Ugh... guess I get to play devil's advocate on this one.
1. Gigantic and amazing cooling solution to cool the sucker down.
2. Extremely high power usage.
3. High heat output = higher cooling costs in the room.
4. Exposed HSF = heat back in the case = hotter components.
As well done as the article is, I'm getting sick of reading articles trying to justify the amount of heat that this thing produces. At one time not too many years ago,
this was considered an absolutely ludicrous cooling solution for a video card. Now we have
THIS!!!
I'm all in the name of advancing technology, but this card is just pushing the limit too far. Exposed heat pipes that get so hot that they can burn you??? More power usage than a HD 5970??? The list goes on...
I sound like I'm trying to justify my HD 5870. I know. But why does Nvidia believe that this sort of extreme heat and power usage is acceptable for retail usage? And why do so many people continually stand behind it saying it's an amazing product? Don't get me wrong, the performance is quite good from a single-chip solution, but at what cost? The 8800 GTX wasn't that bad, and lets face it, that thing was a pretty hot (temp) card. The 6800 series was quite awesome too, but it required a smaller 2 slot cooling solution in its most powerful form, and it got up into the 70c range temperature wise. It didn't get into the 90s.
These articles are hilarious. How can you justify those temperatures? According to them, the 5870 gets up to within 5C of the GTX 480... Look at the difference in cooling solutions!
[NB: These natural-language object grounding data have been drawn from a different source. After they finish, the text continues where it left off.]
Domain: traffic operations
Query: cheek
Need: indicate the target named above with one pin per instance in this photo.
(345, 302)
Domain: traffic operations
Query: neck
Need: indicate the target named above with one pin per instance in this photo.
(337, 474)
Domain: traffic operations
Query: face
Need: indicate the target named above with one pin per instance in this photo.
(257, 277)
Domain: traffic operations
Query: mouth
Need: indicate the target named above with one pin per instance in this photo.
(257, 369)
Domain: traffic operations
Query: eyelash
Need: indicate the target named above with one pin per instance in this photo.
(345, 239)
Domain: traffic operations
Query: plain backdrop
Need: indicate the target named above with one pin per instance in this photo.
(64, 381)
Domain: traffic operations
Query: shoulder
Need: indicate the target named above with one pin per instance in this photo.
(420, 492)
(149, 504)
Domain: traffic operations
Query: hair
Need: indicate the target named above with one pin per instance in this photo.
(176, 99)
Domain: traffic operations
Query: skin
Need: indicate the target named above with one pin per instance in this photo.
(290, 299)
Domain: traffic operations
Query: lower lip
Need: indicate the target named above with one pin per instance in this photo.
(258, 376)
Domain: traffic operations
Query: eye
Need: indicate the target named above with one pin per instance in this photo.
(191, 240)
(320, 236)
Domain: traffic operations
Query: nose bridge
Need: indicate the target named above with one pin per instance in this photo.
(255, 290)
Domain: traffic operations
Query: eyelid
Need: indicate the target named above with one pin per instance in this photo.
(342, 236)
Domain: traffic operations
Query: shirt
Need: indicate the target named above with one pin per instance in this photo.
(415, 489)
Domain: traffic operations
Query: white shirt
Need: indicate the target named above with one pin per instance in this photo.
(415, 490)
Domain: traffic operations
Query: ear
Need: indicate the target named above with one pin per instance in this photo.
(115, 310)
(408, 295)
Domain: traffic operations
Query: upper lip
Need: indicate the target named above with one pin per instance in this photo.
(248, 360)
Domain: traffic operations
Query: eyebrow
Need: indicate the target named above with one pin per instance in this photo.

The GTX 480 has 4 exposed heatpipes. The HD 5870 has 1/2 the upper slot for exhaust. Why are the temperatures of each of these cards being compared? If you put the GTX 480's cooling solution on the HD 5870, the 5870 would probably hit full load in the 60's or low 70's max. Likewise, if you put the HD 5870's cooling solution on the GTX 480, you'd have a card with a fan that never shuts up because it's constantly spinning up to cool the card down.
Once again, I fail to see reasoning behind this article. Heat is still heat, and the GTX 480 creates a lot of it. No amount of testing or writing is going to change that. Only a revision of the architecture will.